İdeolojik olarak ise bu zat ve benzerleri adeta ırkçılık noktasında Kürtlerden ve HDP düşmanlığından beslenmektedirler. Bu güruh ideolojik eğilim olarak Kürt düşmanlığı yapan herkesle birlik olmakta en küçük bir beis görmemiştir. Bu eğilim aynı Doğu Perinçek- Vatan Partisi gibi Kürt düşmanlığı yapan devrimcilerin katilleri birlikte olmayı bile rahatlıkla yerine getirme durumundadırlar. Daha önce bu ulusalcılar konu Kürt düşmanlığı olduğunda düşünce bazda otomatikman iktidardan yana olurlarken, bu transferlerle artık pratikte de iktidar yanına geçmişler ve süreç şimdilik tamamlanmıştır. ( AKP’ye üye olmaları Cumhur İttifakı olarak iktidar yanlısı olmanın engeli değildir ) Şimdilik diyoruz sırasını bekleyenler olduğunu duyuyoruz.

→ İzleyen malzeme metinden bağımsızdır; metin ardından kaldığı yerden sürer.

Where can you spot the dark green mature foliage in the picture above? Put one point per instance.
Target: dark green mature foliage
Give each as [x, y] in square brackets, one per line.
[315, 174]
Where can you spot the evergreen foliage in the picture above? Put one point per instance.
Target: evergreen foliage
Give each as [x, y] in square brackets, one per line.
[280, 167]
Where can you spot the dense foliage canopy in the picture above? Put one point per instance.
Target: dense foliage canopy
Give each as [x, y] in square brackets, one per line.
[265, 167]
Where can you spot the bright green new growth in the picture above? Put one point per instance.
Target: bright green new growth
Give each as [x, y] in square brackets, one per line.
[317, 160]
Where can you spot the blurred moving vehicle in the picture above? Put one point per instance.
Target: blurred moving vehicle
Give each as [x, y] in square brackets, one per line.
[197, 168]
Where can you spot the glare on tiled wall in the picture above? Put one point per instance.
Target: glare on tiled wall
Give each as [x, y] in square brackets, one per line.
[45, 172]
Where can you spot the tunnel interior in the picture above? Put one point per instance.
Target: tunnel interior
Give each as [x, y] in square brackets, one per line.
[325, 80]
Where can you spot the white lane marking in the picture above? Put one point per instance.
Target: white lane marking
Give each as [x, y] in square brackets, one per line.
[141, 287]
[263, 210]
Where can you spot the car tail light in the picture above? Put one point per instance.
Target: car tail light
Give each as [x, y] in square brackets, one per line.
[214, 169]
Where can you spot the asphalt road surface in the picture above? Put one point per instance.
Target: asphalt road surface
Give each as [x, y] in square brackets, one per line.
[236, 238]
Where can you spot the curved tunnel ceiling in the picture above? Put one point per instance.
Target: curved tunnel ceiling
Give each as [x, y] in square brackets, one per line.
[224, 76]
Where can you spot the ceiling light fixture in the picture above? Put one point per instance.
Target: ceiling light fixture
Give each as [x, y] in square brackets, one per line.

Feyzioğlu da kendi kişisel akçeli işlerinin çözümünün İktidardan geçtiğini bildiği için geçmişte adının CHP genel başkanlığı için geçtiğini unutarak çark etmiştir. Ayrıca Barolar Birliğinin toplantısında Erdoğan’ın sert tepkisine ve toplantıyı terk etmesine yol açan konuşmayı da unutmuşa benziyor. Kıbrıs’a iktidar tarafından büyükelçi olarak atanarak bu iktidara görevini yerine getirmiştir. Aynı zamanda da CHP genel başkanlığı için adının geçmesi ve Barolar toplantısındaki konuşmasının da sahici olmadığı bugün daha da netleşmiştir. Sonuçta tam gönüllü ulusalcılar değil, yarı gönüllüleri bile bulaşıcı olarak zehir saçmaya devam edeceklerdir.